Our Most Precious Commodity
We live in a world that espouses maximum productivity. Everything is becoming more efficient, as we all realize that time is our most precious commodity.
Yet, for all of our technology and inventions, we seem to be living in the most overwhelmed generation. It seems that everywhere we look people are suffering from “busy syndrome.”
Unfortunately, students and their teachers are high up on the list of the commonly overwhelmed. While I am not going to start to analyze all the reasons this may be so, I am going to try and tackle the issue.
How can we help ourselves to manage all the paperwork necessary that comes with teaching? How can we help ourselves learn how to balance our passion for our profession with a healthy family life?
Let’s take a look.
The Bullet Journal
First, we have to start with a system of time management equipped for teachers. A recently popular system, that is quickly inspiring a new movement, is called the bullet journal (or BuJo for short). This is the system that I currently use and have found to be most effective. As an educator and on a personal level, having tried many different types of time-management journals/systems/apps, this one has yet to be beat.
Bullet journaling is a simple system that consists of scheduling, goal setting, and note-taking all in one.
Consider it your magic notebook–so small, yet it contains everything.
Check out the tutorial to see it in action:
The great thing about the bullet journal is that it is versatile. You can really use it for everything, and you have creative license to use it in the way that works best for you. Unlike a tradition planner that restricts you to a certain template, the bullet journal is flexible and even allows for your ideas to flourish in between the pages of goals and planning.
It is important to note that this system is a good, old-fashioned pen and paper system. This is not to be replicated in the digital world. Part of the genius of the bullet journal system is that it forces you to write down your tasks, your thoughts, and your daily minutiae.
Handwriting helps you to mentally process what you are writing down in a way that typing doesn’t allow for. With writing something down, you are also twice as likely to remember it.

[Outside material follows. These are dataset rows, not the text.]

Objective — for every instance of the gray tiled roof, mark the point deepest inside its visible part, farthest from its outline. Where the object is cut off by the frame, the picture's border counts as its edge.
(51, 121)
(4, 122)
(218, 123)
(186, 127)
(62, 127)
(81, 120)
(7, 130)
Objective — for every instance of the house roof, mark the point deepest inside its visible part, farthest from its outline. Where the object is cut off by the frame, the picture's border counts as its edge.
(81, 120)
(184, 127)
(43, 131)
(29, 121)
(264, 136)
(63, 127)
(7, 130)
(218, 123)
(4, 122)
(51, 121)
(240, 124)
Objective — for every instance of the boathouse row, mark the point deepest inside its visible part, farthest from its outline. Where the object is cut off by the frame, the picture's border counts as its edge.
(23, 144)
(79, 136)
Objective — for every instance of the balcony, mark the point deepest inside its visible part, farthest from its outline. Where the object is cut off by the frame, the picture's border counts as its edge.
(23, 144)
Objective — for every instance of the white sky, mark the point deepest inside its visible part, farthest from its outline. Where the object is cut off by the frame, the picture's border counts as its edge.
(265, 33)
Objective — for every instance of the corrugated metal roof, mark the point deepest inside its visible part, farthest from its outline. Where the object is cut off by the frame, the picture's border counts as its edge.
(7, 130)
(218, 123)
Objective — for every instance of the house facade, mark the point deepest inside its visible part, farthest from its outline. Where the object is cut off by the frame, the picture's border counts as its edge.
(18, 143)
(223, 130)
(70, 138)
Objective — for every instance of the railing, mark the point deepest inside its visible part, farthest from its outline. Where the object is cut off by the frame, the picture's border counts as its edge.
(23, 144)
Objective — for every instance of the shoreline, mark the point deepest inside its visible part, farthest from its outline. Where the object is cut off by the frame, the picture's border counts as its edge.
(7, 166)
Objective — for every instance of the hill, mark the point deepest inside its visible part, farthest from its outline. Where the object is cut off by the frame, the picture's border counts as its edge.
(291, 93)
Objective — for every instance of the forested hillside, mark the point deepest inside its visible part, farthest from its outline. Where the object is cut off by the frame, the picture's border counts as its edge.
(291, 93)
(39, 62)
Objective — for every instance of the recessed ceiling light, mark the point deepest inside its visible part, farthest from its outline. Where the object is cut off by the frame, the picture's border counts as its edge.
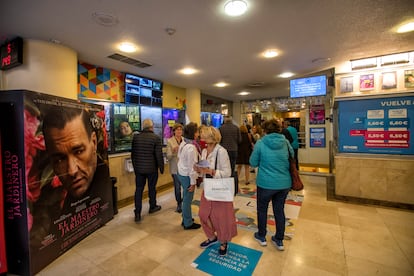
(243, 93)
(270, 53)
(286, 75)
(221, 84)
(408, 27)
(235, 7)
(127, 47)
(188, 71)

Educators and the BuJo System
As a system, it seems as if the bullet journal was made for educators. A versatile, robust, purse/pocket friendly solution for an occupation described by the Bureau of Labor Statistics as leading to hectic schedules with little time for rest and recuperation.
In a study done on educators who use the bullet journal system, 85% of educators admit to using their bullet journal daily. Some of the top responses for how teachers are using their bullet journals included: meeting notes, logging, scheduling, daily tasks, and lesson planning.
Impressively, 93% of educators also said that bullet journaling has made their lives “easier” or “significantly easier.”
The most important thing that bullet journaling does for educators is free up their minds to complete more significant cognitive processing. Psychologist Daniel Levitin suggests that when our mind is busy with trying to remember menial tasks, it takes up cognitive space needed for more important thinking to occur. Yet, it is not good enough to simply get these things out of your mind and down on paper. You need an organized system for doing so.
If anyone needs their minds free for more complicated cognitive processing, it surely must be teachers!
Time for A Time Makeover
One important feature that you can use your bullet journal for is a “time makeover.”
Productivity expert Laura Vanderkam, describes the effectiveness of keeping a time log in her book I Know How She Does It: How Successful Women Make the Most of Their Time. She advocates for tracking as much of your day as possible, thus creating a time log. In doing so, you are able to give yourself a time makeover.
Laura pushes for a healthy balance, showing that successful women are able to spend quality time with family–a top priority for most parents–while keeping their businesses and careers flourishing.
Similarly, educators can do the same. By using the bullet journal to keep a time log and ultimately give yourself a time makeover, you are able to take control of the one thing that constantly seems to be slipping from our grip–time.